I'm a coder, not an artist.  I find myself spending too much time agonizing over how to make my sites look.  I thought I'd ask folks what they preferred.<p>For example, what width?  I've recently begun using the 960.gs grid system (960 px wide).  I notice that most new sites are still using something narrower.  Is 960 still considered by most to be too wide?<p>How about framing the content like hacker news does, vs an open format like Google does?  Again, I notice that most new sites seem to be abandoning the framing, in favor of the open style, or a hybrid style, where the header is open, but there is framed content underneath.<p>Then there's the whole landing page business.  Do you clutter up the landing page with information like 37 signals, or do you leave the landing page uncluttered, with a prominent link to the "sales page" like dropbox does?<p>I know this is all just personal taste, opinion, etc, but I'd be interested in yours.
======
ankeshk
Design depends on your target audience.

1\. Page Width

If your target audience is tech un-savvy folks - go with a narrow screen
width. 780 pixels. If its folks keep up with technology, go with 960 pixels.

If you're designing for cellphones, reduce your width accordingly.

2\. Column width

Readability tests have shown that 50-60 characters per line is the optimum.
More text than that per line and people's reading speeds decrease. And their
comprehension takes a dive too. So sticking with 500 pixels per column of text
is generally a good idea.

3\. Landing page style

Basic formula to keep in mind is: AIDA

* Attention

* Interest

* Desire

* Action

Follow them in sequence.

Good post to read: <http://zygote.egg-co.com/designing-to-sell/>

Advanced formula is creating landing pages based on your target audiences
personas.

Step 1: Figure out all the types and segments of people who will visit your
website. <http://www.futurenowinc.com/personas.htm>

Step 2: Determine what you need to do to persuade each of these types of
personas to take action

Step 3: Create different navigational pathways for each of these persona
types.

Good book to read: Waiting for Your Cat to Bark
[http://www.amazon.com/Waiting-Your-Cat-Bark-
Persuading/dp/07...](http://www.amazon.com/Waiting-Your-Cat-Bark-
Persuading/dp/0785218971) (Note: its a book with excellent content but reads
like a boring textbook.)

Good website to deconstruct and learn from: <http://www.theleodiamond.com/>
(This website is created for 6 different persona types.

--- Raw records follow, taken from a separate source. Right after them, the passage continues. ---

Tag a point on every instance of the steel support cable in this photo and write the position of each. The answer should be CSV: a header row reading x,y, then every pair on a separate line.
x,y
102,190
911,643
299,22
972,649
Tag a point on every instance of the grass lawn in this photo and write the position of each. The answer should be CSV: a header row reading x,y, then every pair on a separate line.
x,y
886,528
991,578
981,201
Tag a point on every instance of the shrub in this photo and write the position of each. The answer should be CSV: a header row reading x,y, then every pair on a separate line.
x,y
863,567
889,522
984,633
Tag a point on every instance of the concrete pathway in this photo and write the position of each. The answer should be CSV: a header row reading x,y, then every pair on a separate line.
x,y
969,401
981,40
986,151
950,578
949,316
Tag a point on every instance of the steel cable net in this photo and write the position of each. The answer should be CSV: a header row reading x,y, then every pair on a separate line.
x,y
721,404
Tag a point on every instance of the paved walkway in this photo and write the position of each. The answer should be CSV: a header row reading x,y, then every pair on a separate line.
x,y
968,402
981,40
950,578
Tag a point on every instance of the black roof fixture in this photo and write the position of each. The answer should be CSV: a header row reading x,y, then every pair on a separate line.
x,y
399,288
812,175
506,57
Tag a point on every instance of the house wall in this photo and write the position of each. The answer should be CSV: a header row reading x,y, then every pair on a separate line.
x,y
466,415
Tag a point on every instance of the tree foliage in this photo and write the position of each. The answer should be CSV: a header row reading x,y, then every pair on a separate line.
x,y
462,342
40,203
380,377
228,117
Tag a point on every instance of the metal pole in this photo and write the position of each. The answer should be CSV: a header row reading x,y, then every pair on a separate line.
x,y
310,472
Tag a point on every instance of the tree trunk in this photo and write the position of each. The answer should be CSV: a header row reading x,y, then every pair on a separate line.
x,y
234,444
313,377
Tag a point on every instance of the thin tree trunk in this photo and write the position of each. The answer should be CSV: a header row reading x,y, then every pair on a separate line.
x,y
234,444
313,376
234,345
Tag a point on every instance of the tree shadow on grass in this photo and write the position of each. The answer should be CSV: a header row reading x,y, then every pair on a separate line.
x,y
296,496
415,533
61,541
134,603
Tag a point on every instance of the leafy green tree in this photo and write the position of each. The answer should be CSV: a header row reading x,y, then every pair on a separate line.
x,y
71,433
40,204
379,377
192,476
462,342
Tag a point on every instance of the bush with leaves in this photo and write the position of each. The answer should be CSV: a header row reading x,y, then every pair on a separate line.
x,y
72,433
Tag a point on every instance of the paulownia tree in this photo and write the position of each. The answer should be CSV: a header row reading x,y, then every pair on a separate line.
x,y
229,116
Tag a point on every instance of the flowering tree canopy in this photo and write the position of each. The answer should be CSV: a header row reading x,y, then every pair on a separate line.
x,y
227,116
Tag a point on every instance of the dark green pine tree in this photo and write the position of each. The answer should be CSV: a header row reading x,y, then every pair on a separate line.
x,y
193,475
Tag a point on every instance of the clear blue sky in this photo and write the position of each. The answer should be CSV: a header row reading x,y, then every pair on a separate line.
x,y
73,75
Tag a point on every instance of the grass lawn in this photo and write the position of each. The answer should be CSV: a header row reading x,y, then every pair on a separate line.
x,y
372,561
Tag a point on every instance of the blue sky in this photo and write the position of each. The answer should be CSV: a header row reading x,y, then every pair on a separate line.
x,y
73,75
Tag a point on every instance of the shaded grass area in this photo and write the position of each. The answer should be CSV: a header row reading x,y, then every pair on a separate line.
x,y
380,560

* Very curious analytical type people who research before buying

* Folks who are fashion conscious

* Girls choosing the diamond

* Guys choosing the diamond

* Media, investors etc

* Folks who already know about Leo Diamonds and just want to find the nearest location

Can you see how different keywords and linking / navigation structure is used
for each of these personas?)

------
ScottWhigham
Hmmm - I don't know that I have a particular style that I like; I'm more of a,
"When I see what I {like | dislike}, I know it immediately." That probably
doesn't help.

For our site, we went with the fixed width layout and I'm happy. For more
link-driven/based sites (a la reddit/hn/digg), I prefer a full screen layout I
suppose since I don't want to scroll forever.

For landing pages, I wish I could tell you anything useful. What I've found,
after several years of trying to predict what would be successful, is that I
suck at predicting what people will like. Test, test, test...

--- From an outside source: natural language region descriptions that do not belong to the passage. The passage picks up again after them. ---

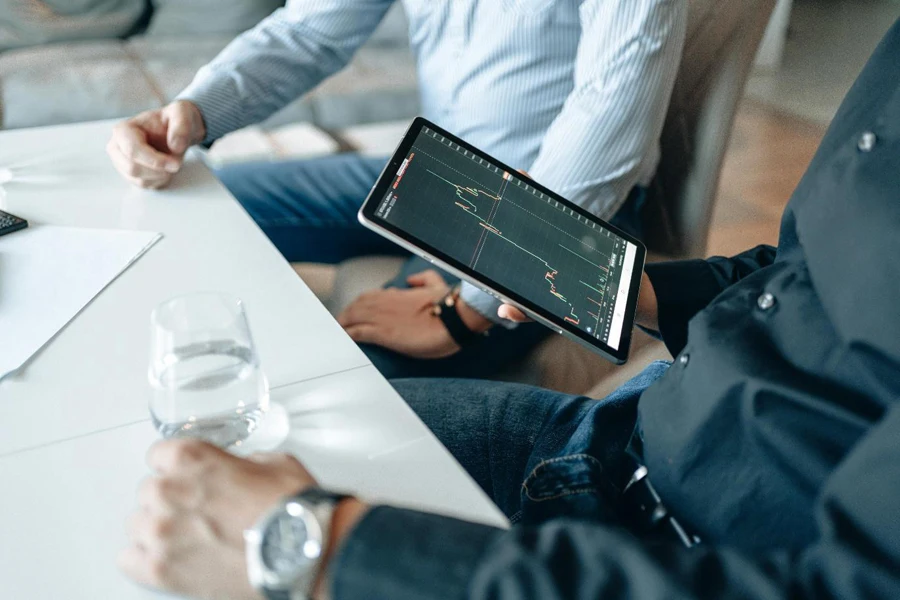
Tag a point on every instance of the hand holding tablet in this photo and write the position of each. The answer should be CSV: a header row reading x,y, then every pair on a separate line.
x,y
518,241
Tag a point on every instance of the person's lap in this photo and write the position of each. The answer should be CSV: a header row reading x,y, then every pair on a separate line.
x,y
308,209
539,454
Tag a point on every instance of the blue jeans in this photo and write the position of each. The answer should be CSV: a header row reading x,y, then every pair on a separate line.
x,y
538,454
308,209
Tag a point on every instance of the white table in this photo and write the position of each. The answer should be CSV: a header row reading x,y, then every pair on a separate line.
x,y
75,425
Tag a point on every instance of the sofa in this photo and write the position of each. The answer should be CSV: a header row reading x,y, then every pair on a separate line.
x,y
66,61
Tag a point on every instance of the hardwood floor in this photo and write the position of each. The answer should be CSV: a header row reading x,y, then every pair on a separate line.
x,y
767,156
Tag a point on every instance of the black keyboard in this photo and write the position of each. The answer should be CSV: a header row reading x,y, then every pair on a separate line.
x,y
10,223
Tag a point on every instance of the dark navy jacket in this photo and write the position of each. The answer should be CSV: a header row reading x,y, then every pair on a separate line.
x,y
775,435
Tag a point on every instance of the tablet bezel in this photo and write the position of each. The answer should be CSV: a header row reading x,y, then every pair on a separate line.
x,y
369,219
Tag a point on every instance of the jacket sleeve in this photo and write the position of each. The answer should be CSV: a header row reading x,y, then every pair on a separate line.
x,y
683,288
405,555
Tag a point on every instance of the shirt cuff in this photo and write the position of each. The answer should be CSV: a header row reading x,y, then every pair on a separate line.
x,y
683,288
485,305
216,100
399,554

I suppose to me it all boils down to one thing: usability. Gorgeous designs
fail if they aren't usable and crappy designed sites who fit a need thrive.
Now I'm just rambling...

Here's a couple of book recomendations:

* "Letting Go of the Words: Writing Web Content that Works" by Janie Redish - fantastic book. It isn't about design/layout per se but it is, see?

* "Don't Make Me Think: A Common Sense Approach to Web Usability" by Steve Krug

------
odvious
I like sites that mix liquid width style and fixed width (centered) content. I
vary my site's width with how much content there will be and try to balance
the whitespace out with the amount of text/content, usually between 800 and
950 pixels wide.

As for landing page, I think it should highlight whatever is the most
important part of your site. The first thing I should notice is what you do
and if I'm interested, have a well defined navigation so I can learn more.

On a truly personal note, I love big footers from both a design and usability
point of view :)